简体   繁体   English

LDA忽略n_components?

[英]LDA ignoring n_components?

When I am trying to work with LDA from Scikit-Learn, it keeps only giving me one component, even though I am asking for more: 当我尝试使用Scikit-Learn的LDA时,它只给我一个组件,即使我要求更多:

>>> from sklearn.lda import LDA
>>> x = np.random.randn(5,5)
>>> y = [True, False, True, False, True]
>>> for i in range(1,6):
...     lda = LDA(n_components=i)
...     model = lda.fit(x,y)
...     model.transform(x)

Gives

/Users/orthogonal/virtualenvs/osxml/lib/python2.7/site-packages/sklearn/lda.py:161: UserWarning: Variables are collinear
  warnings.warn("Variables are collinear")
array([[-0.12635305],
       [-1.09293574],
       [ 1.83978459],
       [-0.37521856],
       [-0.24527725]])
array([[-0.12635305],
       [-1.09293574],
       [ 1.83978459],
       [-0.37521856],
       [-0.24527725]])
array([[-0.12635305],
       [-1.09293574],
       [ 1.83978459],
       [-0.37521856],
       [-0.24527725]])
array([[-0.12635305],
       [-1.09293574],
       [ 1.83978459],
       [-0.37521856],
       [-0.24527725]])
array([[-0.12635305],
       [-1.09293574],
       [ 1.83978459],
       [-0.37521856],
       [-0.24527725]])

As you can see, it's only printing out one dimension each time. 如您所见,它每次只打印一个维度。 Why is this? 为什么是这样? Does it have anything to do with the variables being collinear? 它与共线变量有什么关系吗?

Additionally, when I do this with Scikit-Learn's PCA, it gives me what I want. 另外,当我使用Scikit-Learn的PCA进行此操作时,它会给我我想要的东西。

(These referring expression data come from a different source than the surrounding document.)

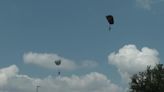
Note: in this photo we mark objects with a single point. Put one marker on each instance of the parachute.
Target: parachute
(58, 62)
(110, 20)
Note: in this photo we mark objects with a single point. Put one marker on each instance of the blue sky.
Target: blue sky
(77, 31)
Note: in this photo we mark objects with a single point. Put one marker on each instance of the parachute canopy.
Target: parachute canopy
(110, 19)
(57, 62)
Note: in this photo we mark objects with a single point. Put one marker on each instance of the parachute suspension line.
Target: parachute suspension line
(58, 63)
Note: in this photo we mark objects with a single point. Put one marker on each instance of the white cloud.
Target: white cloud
(92, 82)
(130, 60)
(46, 60)
(6, 73)
(147, 4)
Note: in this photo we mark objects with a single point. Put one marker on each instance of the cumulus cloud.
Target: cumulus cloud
(130, 60)
(46, 60)
(92, 82)
(6, 73)
(147, 4)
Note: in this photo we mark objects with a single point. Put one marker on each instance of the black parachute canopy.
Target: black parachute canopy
(110, 19)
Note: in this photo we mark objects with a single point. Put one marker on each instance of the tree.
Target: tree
(151, 80)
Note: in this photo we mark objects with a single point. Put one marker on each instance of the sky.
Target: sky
(35, 33)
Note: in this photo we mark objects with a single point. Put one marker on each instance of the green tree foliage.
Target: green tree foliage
(151, 80)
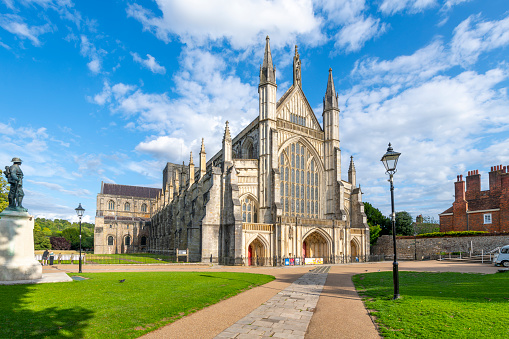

>>> from sklearn.decomposition import PCA
>>> for i in range(1,6):
...     pca = PCA(n_components=i)
...     model = pca.fit(x)
...     model.transform(x)
... 
array([[ 0.83688322],
       [ 0.79565477],
       [-2.4373344 ],
       [ 0.72500848],
       [ 0.07978792]])
array([[ 0.83688322, -1.56459039],
       [ 0.79565477,  0.84710518],
       [-2.4373344 , -0.35548589],
       [ 0.72500848, -0.49079647],
       [ 0.07978792,  1.56376757]])
array([[ 0.83688322, -1.56459039, -0.3353066 ],
       [ 0.79565477,  0.84710518, -1.21454498],
       [-2.4373344 , -0.35548589, -0.16684946],
       [ 0.72500848, -0.49079647,  1.09006296],
       [ 0.07978792,  1.56376757,  0.62663807]])
array([[ 0.83688322, -1.56459039, -0.3353066 ,  0.22196922],
       [ 0.79565477,  0.84710518, -1.21454498, -0.15961993],
       [-2.4373344 , -0.35548589, -0.16684946, -0.04114339],
       [ 0.72500848, -0.49079647,  1.09006296, -0.2438673 ],
       [ 0.07978792,  1.56376757,  0.62663807,  0.2226614 ]])
array([[  8.36883220e-01,  -1.56459039e+00,  -3.35306597e-01,
          2.21969223e-01,  -1.66533454e-16],
       [  7.95654771e-01,   8.47105182e-01,  -1.21454498e+00,
         -1.59619933e-01,   3.33066907e-16],
       [ -2.43733440e+00,  -3.55485895e-01,  -1.66849458e-01,
         -4.11433949e-02,   0.00000000e+00],
       [  7.25008484e-01,  -4.90796471e-01,   1.09006296e+00,
         -2.43867297e-01,  -1.38777878e-16],
       [  7.97879229e-02,   1.56376757e+00,   6.26638070e-01,
          2.22661402e-01,   2.22044605e-16]])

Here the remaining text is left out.